Muszę to jeszcze przeanalizować bo niestety wychodzi, że nie będę w ciąży tak szybko jak chciałam 😅 Dodatkowo stres też jest czynnikiem nasilającym chorobę. A na razie jest go sporo bo właśnie i w pracy i w staraniach. Czy będę się frustrować, że będę robić mniej ambitne rzeczy? Nie wiem. Czasem myślę, że lepiej odjebać swoje i iść do domu.
Zaraz się okaże, że w kolejnym cyklu już będziesz 😁 Podobno w przypadku endo, laparoskopia zwiększa szanse na ciąże i to w ciągu pierwszych miesięcy po zabiegu, wiec ja trzymałabym się takiego scenariusza ;)

Tak, stres niestety ma wpływ na całe nasze życie - taka trochę choroba cywilizacyjna. Czasem tez się zastanawiam, czy nie rzucić wszystkiego i pójść na etat, żeby zamknąć komputer o 16 i nie myśleć o pracy przez resztę dnia. A później trafia mi się jakiś super projekt i wówczas jestem w siódmym niebie i nie wyobrażam sobie inaczej - taka sinusoida uczuć.
Na szczęście nie musisz podejmować decyzji już dzisiaj, tylko możesz sobie spokojnie przeanalizować różne opcje ☺️
 
Dziewczyny czy mogę prosić o poradę z badaniem drożności? Znalazłam prywatną klinikę z dobrymi opiniami która robi drożność/badanie macicy ale w opisie jest "sono-hsg, hycosy" i ja nie wiem co to te hycosy 🤦🏻‍♀️ to jakaś inna metoda/lepsza/gorsza? Czy to oznacza jakieś szersze badanie i jeśli tak to czy warto? 🙏
Sono hsg i hysocy to to samo :) badanie drożności przy użyciu pianki i aparatu USG :)

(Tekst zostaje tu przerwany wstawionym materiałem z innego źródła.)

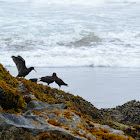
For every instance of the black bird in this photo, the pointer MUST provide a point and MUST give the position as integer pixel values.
(21, 66)
(59, 81)
(48, 79)
(33, 80)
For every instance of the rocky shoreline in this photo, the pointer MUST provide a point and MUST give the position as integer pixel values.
(31, 111)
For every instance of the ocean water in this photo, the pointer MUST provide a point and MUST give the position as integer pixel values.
(71, 37)
(82, 32)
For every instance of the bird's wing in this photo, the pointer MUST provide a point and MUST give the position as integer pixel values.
(20, 63)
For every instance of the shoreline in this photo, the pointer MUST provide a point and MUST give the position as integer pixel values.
(103, 87)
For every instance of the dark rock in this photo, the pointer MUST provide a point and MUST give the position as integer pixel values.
(21, 87)
(61, 106)
(1, 90)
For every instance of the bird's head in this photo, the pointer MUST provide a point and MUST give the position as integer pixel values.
(32, 68)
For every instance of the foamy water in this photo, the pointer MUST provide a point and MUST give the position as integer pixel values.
(71, 33)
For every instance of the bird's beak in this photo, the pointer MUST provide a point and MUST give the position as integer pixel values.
(35, 70)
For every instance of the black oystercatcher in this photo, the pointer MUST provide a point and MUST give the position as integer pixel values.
(59, 81)
(33, 80)
(21, 66)
(48, 79)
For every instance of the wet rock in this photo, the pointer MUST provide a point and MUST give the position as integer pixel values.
(65, 121)
(91, 137)
(128, 112)
(21, 87)
(40, 106)
(61, 106)
(1, 90)
(37, 106)
(33, 80)
(52, 116)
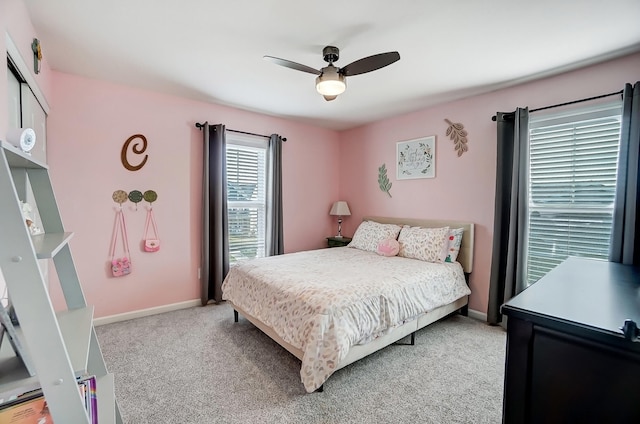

Inna to zwykle hsg z rentgenem.
 
Na pewno warto zacząć się rozglądać, chodzić na rozmowy rekrutacyjne, które często są online i przymierzać się. Jeżeli nie masz presji czasu w zmianie pracy, to myślę, że warto poszukać czegoś spokojniejszego, ale też satysfakcjonującego. Stres jest bardzo zgubny, wpływa na wszystkie dziedziny życia. Ja mam taką właśnie harmonijną pracę, raczej spokojną i przewidywalną, bez super ambitnych projektów - czasem mi ich brakuje, ale jednak wybieram brak nadgodzin i spokojną głowę po pracy. Uwielbiam swoje życie pozapracowe, codziennie po 15 mam mnóstwo aktywności, na które potrzebuję energii :D więc jakbym miała jeszcze super wymagającą pracę to już bym nie dała rady ;p chociaż też jestem otwarta na inne propozycje pracy i jakbym znalazła coś mniej nudnego to może bym się skusiła... :)
Czytam i trochę zazdroszczę ;)
 
Sono hsg i hysocy to to samo :) badanie drożności przy użyciu pianki i aparatu USG :)
Inna to zwykle hsg z rentgenem.
ah no to ma sens w takim razie! Dzięki ☺️ właśnie tak się zastanawiałam czemu tej drugiej nazwy nie słyszałam

Pewnie dowiem się tego w klinice ale zazwyczaj na te badanie można się tak z buta zapisać? Czy trzeba wcześniej coś robić? (Przemknęło mi w internecie że trzeba pokazać wyniki cytologii itd)
 
reklama
to jeśli chodzi o pracę, to ja też z tych ludzi, którzy pracują na etacie 8h, po 16 zamykają laptop i mają w d. Bardzo sobie to cenię. Moja praca jest raczej spokojna, zdarzają się gorące okresy, ale to epizody. Tak to na spokojnie sobie pracuję, robię co muszę, emocjonalnie się w to nie angażuję. Ni jest to ultra ambitne, nie spełnia mnie jakoś super, ale wybieram spokój.